Face à cette absence de visibilité et à l’épuisement progressif de l’enveloppe budgétaire, les patients redoutent que ces industriels ne finissent par se retirer d’un marché français devenu trop incertain et non rentable.

« On nous laisse mourir à petit feu »

Sur le terrain, la réalité est brutale. Des 3000 patients inclus au pic de l’expérimentation, il n’en reste aujourd’hui qu’environ 700. Les autres ont été exclus, sont décédés des suites de leur pathologie, ou sont partis par découragement. Une érosion inéluctable accélérée par des choix politiques : la suppression brutale des fleurs séchées en 2024 a chassé les patients nécessitant un soulagement immédiat auxquels l’huile ne convenait pas (les reconduisant directement vers le marché noir), tandis que le « gel des inclusions » empêche désormais de remplacer ceux qui nous quittent, transformant l’expérimentation en une file active qui s’éteint doucement.

Séropositive depuis 1986, rescapée du cancer, Valérie est une survivante. Mais son corps porte aujourd’hui les stigmates de quarante ans de lutte médicale : des douleurs chroniques dévastatrices, séquelles directes des lourds traitements qui l’ont sauvée. Patiente « historique » de l’expérimentation, elle témoigne d’une détresse absolue. Sans prise en charge, son traitement (huiles pharmaceutiques) lui coûterait près de 700 euros par mois, une somme impossible pour des personnes souvent en situation d’invalidité.

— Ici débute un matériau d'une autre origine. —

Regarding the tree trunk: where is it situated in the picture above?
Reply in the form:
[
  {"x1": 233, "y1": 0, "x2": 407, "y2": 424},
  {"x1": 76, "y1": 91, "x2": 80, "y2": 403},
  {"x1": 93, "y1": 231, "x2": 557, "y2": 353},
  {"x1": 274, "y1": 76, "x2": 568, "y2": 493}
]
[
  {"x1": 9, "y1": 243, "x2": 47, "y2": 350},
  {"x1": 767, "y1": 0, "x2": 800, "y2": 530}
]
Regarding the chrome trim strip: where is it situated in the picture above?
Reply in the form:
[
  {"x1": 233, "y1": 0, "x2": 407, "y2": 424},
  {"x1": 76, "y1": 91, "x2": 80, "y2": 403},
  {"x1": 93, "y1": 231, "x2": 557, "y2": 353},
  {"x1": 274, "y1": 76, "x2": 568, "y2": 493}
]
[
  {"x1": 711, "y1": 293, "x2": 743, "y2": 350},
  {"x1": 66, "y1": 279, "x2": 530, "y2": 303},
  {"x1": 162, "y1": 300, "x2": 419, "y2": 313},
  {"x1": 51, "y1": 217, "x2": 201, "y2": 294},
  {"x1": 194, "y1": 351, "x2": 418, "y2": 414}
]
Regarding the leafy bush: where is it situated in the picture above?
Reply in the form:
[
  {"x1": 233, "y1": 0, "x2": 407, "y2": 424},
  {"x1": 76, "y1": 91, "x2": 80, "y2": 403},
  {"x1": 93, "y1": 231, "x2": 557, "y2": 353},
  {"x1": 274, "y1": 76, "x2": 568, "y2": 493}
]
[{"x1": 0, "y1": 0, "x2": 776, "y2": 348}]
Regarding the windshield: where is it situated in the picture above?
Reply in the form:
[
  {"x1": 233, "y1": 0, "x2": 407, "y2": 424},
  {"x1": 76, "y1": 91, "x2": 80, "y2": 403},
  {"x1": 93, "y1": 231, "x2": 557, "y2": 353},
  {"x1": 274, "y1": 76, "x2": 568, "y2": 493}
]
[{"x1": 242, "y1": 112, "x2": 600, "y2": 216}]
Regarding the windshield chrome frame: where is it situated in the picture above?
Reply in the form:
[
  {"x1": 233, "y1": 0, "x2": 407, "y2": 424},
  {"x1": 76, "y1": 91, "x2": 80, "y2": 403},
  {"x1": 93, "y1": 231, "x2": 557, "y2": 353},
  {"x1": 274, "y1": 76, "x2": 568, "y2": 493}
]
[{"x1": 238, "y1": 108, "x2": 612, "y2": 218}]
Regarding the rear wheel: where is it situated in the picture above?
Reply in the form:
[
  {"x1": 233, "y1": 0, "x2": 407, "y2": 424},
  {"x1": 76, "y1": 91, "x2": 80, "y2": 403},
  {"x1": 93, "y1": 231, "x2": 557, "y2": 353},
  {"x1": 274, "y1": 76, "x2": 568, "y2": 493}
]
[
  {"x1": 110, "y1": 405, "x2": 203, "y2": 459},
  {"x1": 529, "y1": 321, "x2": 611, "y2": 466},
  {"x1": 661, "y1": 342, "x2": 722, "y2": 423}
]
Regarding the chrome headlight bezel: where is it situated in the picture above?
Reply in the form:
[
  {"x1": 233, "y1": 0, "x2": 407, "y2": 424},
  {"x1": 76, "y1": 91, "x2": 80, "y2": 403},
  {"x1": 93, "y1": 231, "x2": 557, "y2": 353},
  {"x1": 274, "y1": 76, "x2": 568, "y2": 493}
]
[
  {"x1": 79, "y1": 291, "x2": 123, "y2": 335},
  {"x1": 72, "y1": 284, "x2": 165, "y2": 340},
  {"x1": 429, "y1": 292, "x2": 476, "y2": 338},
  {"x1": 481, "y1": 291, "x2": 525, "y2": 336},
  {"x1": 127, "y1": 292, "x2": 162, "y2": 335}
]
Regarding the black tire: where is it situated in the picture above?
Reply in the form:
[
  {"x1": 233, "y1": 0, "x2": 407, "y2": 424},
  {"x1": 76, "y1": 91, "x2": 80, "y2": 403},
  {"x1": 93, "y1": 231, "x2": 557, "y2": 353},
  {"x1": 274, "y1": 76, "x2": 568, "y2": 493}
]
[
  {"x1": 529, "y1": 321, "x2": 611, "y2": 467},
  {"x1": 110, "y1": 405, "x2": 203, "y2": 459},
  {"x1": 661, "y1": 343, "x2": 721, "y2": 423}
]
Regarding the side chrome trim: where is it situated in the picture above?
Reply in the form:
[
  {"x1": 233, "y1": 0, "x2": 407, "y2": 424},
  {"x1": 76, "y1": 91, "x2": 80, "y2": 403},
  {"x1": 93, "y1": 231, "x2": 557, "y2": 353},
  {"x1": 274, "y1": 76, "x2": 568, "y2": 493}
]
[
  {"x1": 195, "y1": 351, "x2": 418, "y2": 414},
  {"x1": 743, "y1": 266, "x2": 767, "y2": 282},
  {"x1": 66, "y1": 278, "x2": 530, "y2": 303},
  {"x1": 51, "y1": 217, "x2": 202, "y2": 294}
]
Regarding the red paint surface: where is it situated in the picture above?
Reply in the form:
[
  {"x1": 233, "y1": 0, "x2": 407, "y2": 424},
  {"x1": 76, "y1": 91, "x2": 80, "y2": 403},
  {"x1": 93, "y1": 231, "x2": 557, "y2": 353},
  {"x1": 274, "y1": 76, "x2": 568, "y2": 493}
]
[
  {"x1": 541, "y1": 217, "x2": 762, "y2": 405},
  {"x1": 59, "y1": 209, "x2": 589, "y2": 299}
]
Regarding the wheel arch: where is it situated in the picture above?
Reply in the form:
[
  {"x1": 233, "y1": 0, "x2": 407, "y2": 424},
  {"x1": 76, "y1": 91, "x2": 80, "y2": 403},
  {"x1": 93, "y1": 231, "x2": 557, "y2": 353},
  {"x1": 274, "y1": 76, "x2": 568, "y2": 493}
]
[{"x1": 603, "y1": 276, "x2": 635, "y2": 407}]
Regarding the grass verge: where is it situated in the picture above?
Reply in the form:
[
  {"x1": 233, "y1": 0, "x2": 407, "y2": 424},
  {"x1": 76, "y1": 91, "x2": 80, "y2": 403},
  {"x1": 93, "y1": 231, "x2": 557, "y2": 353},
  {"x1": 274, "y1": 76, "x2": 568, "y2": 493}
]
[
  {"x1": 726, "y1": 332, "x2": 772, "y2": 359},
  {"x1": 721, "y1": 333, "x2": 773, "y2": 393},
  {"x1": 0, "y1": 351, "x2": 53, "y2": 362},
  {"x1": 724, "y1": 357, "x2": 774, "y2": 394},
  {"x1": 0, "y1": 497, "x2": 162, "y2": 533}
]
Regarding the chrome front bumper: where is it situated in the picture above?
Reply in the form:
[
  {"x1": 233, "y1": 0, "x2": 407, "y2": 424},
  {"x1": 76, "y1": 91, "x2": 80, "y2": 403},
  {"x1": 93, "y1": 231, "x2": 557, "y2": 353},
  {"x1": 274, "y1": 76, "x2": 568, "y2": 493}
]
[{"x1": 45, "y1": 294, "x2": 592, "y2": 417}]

Pire encore, l’angoisse de l’arrêt des soins pousse certains à des extrémités tragiques. Des patients greffés ou atteints de myopathies lourdes, soulagés uniquement par le cannabis après l’échec des opioïdes, envisagent désormais l’euthanasie en Belgique si la France coupe l’accès aux traitements en mars prochain.

Vers une désobéissance civile ?

Face à la sourde oreille du Ministère de la Santé, la solidarité s’organise dans l’illégalité et des patients pensent à s’organiser.

L’État français se retrouve aujourd’hui face à ses contradictions : avoir reconnu scientifiquement l’efficacité d’un médicament, tout en organisant administrativement sa pénurie. Si les décrets ne sont pas signés avant fin mars 2026, la France aura mené l’expérimentation de cannabis médical la plus strictement encadrée d’Europe, pour finalement abandonner ses cobayes.

Action en cours : Un recours juridique en « Référé Liberté » est actuellement en préparation par plusieurs associations de patients pour rupture de soins et non-assistance à personne en danger.